There’s also the point that, in a feedback loop, criminals are more likely to be armed if they know their victims potentially are. If you’re breaking into a house to steal stuff and you’re worried the homeowner might try to shoot you, you will tend to take a gun yourself in (ironic) self-defense. So if guns aren’t outlawed, more outlaws will have guns.

As usual you are living on Mars. Possession of handguns was illegal for decades in huge swaths of the country. Some of them still have the laws on the books in defiance of the Supreme Court’s rulings (more of that lack of respect for the rule of law that you love). It doesn’t change anything.

You also fail to misunderstand the point of laws. We want to be able to prosecute and punish murder even if we can never reduce it to 0. A gun law is pushed as a means to an end (reducing crime). If it’s not serving that function it’s pointless, and if it gets ignored what purpose does it serve?

That’s completely wrong. Criminals by nature pick on unarmed civilians. That’s why you don’t see a lot of criminals trying home invasions on a cop’s house. Because the criminal will get shot.

Kinda like my house, if you break in here, you are going to get shot.

Criminals don’t necessarily know which homes have guns in them. So they bring one along just in case.

Unless they shoot you first. Hey, thanks for proving my point.

You’re taking an absolutist position here, assuming that if gun laws don’t stop all crime they’re useless. If guns are outlawed, fewer outlaws will have guns because they are harder to obtain (a significant number of illegally-held guns being initially purchased as legal straw buys). There will be less gun crime. Crime is thus reduced.

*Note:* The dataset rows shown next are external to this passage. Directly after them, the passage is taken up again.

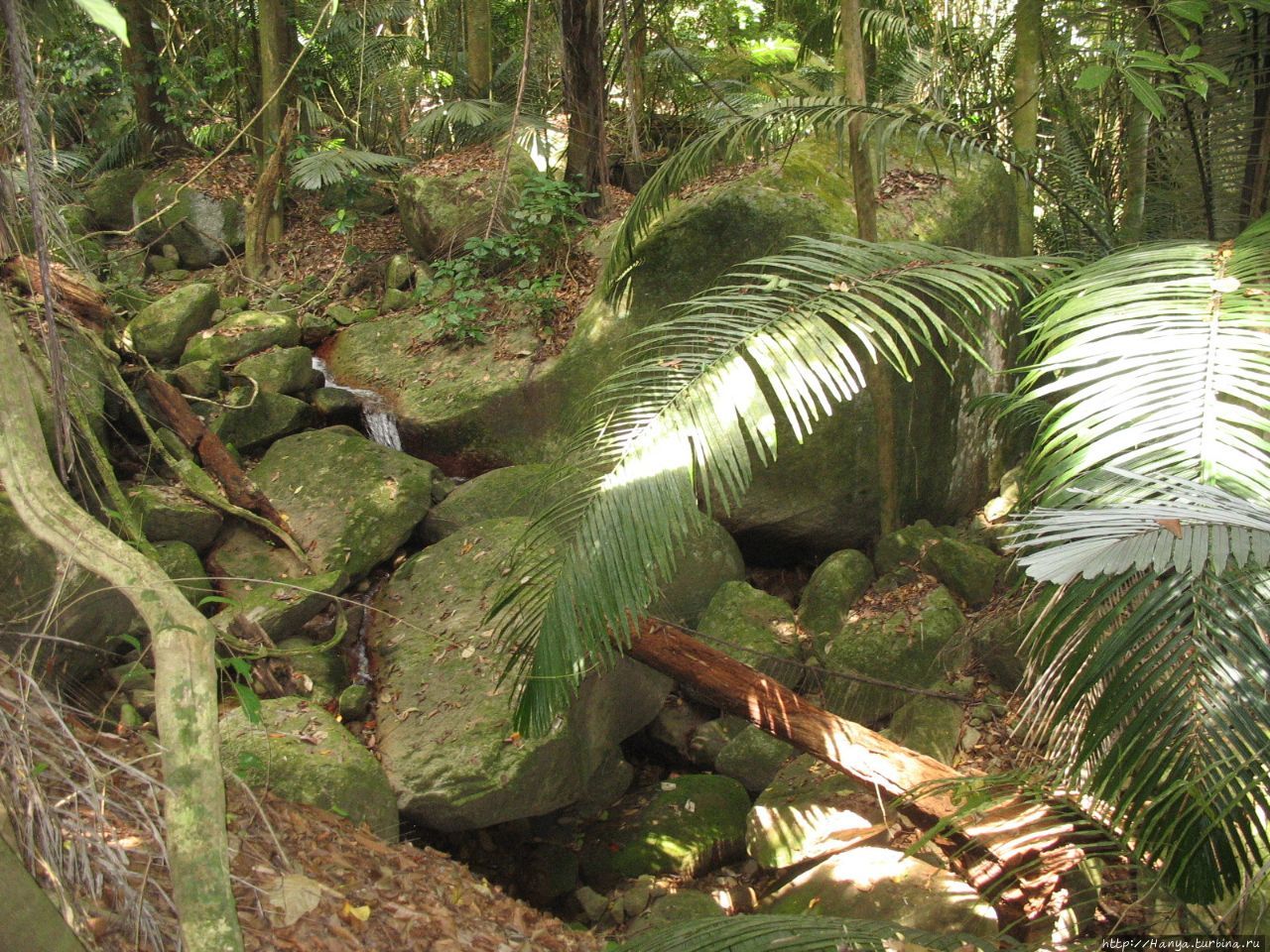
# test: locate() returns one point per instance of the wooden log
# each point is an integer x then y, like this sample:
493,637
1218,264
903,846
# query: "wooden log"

We can reasonably argue about how much it would be reduced by and whether it’s proportionate, but that’s a different issue.

I love that argument from the self-declared sane, rational side: If there are probably going to be people who break laws anyway, why even bother *having *laws? :smiley:

While think Bob and Elvis may be overlooking the consequences of not not having guarantee constitutional rights, claiming that it’s pseudo science to be believe that the UK had just 35 handgun homicides last year to the US’ 10,000+ has nothing to do with gun control strikes me as silly.

Also, I think people should realize there is a middle ground between believing there’s a middle ground between calling for repealing the 2nd Amendment and believing that even the mildest forms of gun control is a gross violation of Constitutional rights.

Personally I agree with Thurgood Marshall that we should see the Constitution as evolving sort of like Sharia or English Common law.

Wrong. The disagreement is about what those rights are.

It’s silly because the gun-fetish position is held as a matter of quasi-religious belief, not as a matter of basic fact. That’s also how the “But America is special, and all those other countries’ experiences just don’t count because, well, something …” comes into it - we hear it from the gun-fetishists as strongly as we hear it from the teabaggers, many of whom are the same individuals.